Sunday, February 1, 2015
What I want to see
Someone that I can't remember surely once said that the artist creates what they long to see in the world and yet cannot find. If no one has said it yet then I tap dibs on it now and eagerly look forward to being anthologized in Bartlett's Familiar Quotations.
Maybe, if I'm going to be anthologized, I shouldn't use the word "artist", which is a curiously sloppy word sometimes meaning strictly the visual arts, and sometimes meaning a person making art of any kind; music, writing, and so on. So, because I write, I will try this alternate for Bartlett's:
The writer creates what they long to see in the world and yet cannot find.
Whoa, that might be too good for Bartlett's. That might be so good it can go on twitter! Does anyone know who I talk to about submitting material to twitter?
Which brings me to my point in all of this.
Or it brings me to the beginning of this blog post.
Or it brings me to just before the beginning of this blog post because I have one more thing to say before we begin. Have you ever noticed how I start most of my blog posts before the beginning of my blog post?
I have noticed this. I call it a jogging start. Aspiring writers, take note of this technique. It allows you to approach the starting line already winded, which means you can create works made up entirely of one short, desperate sprint.

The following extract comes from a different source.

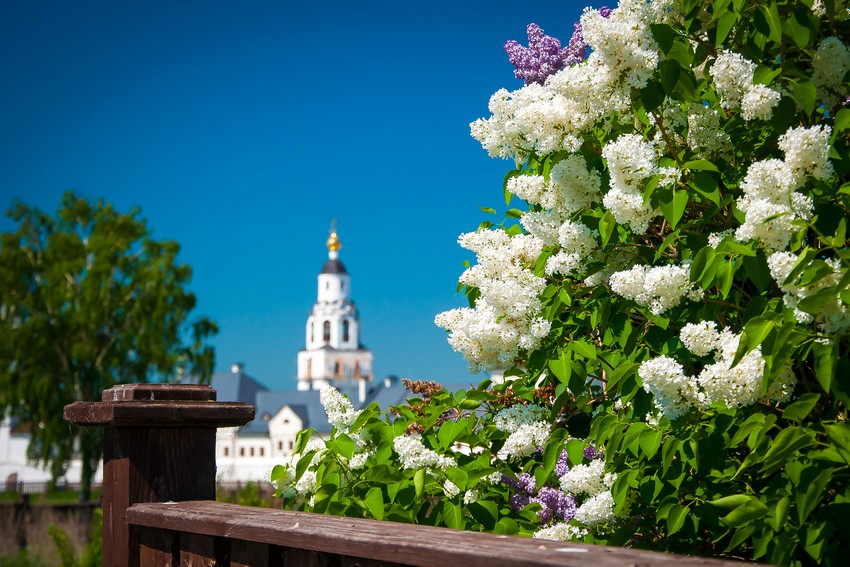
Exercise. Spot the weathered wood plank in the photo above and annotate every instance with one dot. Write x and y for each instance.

Which brings me for sure this time to my point:
I love every kind of art there is. I read poetry, listen to music, and get excited about looking at paintings. My wife and I watched an Advanced Art Movie the other night and loved it, even if we traditionally go for romantic comedies. I like simple novels written for eight year olds, and I like novels so sophisticated and difficult that I can't read them. All I can do is just hold them a lot and stare confusedly at an occasional sentence.

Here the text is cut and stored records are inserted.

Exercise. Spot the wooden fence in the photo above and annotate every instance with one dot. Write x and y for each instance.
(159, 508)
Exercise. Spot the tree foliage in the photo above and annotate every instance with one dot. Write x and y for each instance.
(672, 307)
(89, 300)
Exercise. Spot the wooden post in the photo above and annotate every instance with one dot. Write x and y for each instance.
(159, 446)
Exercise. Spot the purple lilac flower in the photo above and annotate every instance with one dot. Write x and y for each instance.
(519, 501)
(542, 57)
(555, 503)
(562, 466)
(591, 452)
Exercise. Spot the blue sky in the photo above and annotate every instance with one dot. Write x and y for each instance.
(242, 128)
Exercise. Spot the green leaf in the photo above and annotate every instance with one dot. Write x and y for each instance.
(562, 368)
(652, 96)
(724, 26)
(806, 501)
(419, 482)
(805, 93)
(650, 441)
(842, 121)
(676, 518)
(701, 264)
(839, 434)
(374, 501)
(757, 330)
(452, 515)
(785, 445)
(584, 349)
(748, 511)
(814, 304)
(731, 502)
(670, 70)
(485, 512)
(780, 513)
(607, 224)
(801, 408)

In other words, I get around.
But day to day, what I look for the most in all my ceaseless art wanderings, are short, dense, humorous, absurd, personal, profound, and silly essays, the kind that might make me snort out my nose for an involuntary half second, or that might make me think about them for a bit. I like them to take maybe five minutes tops to read. A few minutes is perfect. But I will spend countless hours searching them out. I wander through my library looking. I read non-fiction books and find a bit here, a bit there. I take out of context passages from novels and try to transform these little sections to complete things in my head. I roam the Internet, admittedly occasionally distracted by videos of cats falling down, but ever seeking, wandering, sifting, searching. While shelving, everything I read is read in three minute spurts. Every magazine, book, scrap of paper, product label, newspaper, e-mail, website, is examined for just this kind of essay.

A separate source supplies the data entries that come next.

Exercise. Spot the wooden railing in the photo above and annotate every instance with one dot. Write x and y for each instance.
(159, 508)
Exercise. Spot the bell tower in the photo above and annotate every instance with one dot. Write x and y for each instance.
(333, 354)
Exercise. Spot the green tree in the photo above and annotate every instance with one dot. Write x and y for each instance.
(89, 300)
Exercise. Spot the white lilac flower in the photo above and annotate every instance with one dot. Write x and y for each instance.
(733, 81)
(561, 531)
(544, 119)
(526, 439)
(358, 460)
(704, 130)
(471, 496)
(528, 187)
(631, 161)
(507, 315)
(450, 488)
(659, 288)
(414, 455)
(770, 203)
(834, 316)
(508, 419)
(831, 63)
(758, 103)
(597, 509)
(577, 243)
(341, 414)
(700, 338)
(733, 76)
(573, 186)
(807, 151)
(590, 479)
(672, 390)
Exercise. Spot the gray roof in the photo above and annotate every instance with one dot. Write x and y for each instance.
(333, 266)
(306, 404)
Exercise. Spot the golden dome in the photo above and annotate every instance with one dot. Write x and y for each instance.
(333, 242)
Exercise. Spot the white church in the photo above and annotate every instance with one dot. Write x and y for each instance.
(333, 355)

I admit I do not never find one. They are out there, on the Internet, in books. Fish Whistle by Daniel Pinkwater is mostly made of these, and I just stumbled upon some this morning in a chapter of one of Anthony Bourdain's food memoir books. But how rare they are! What a fluke to find one! And so I search and search. I find other things, beautiful things, but when it's time for me to write, I try to fill the sad and terrible space, this place for these short essays, a whole row of books not written, the blank pages of a thousand magazines, a thin and printless thursday section of the Newspaper. I try to fill my favorite website, bigger than Facebook, and all empty.
Do I wish a world of mini essays existed already so that I would not be compelled to write them? It is a moot point, too simple for that. What I want is not here, and so I must try my best to make it.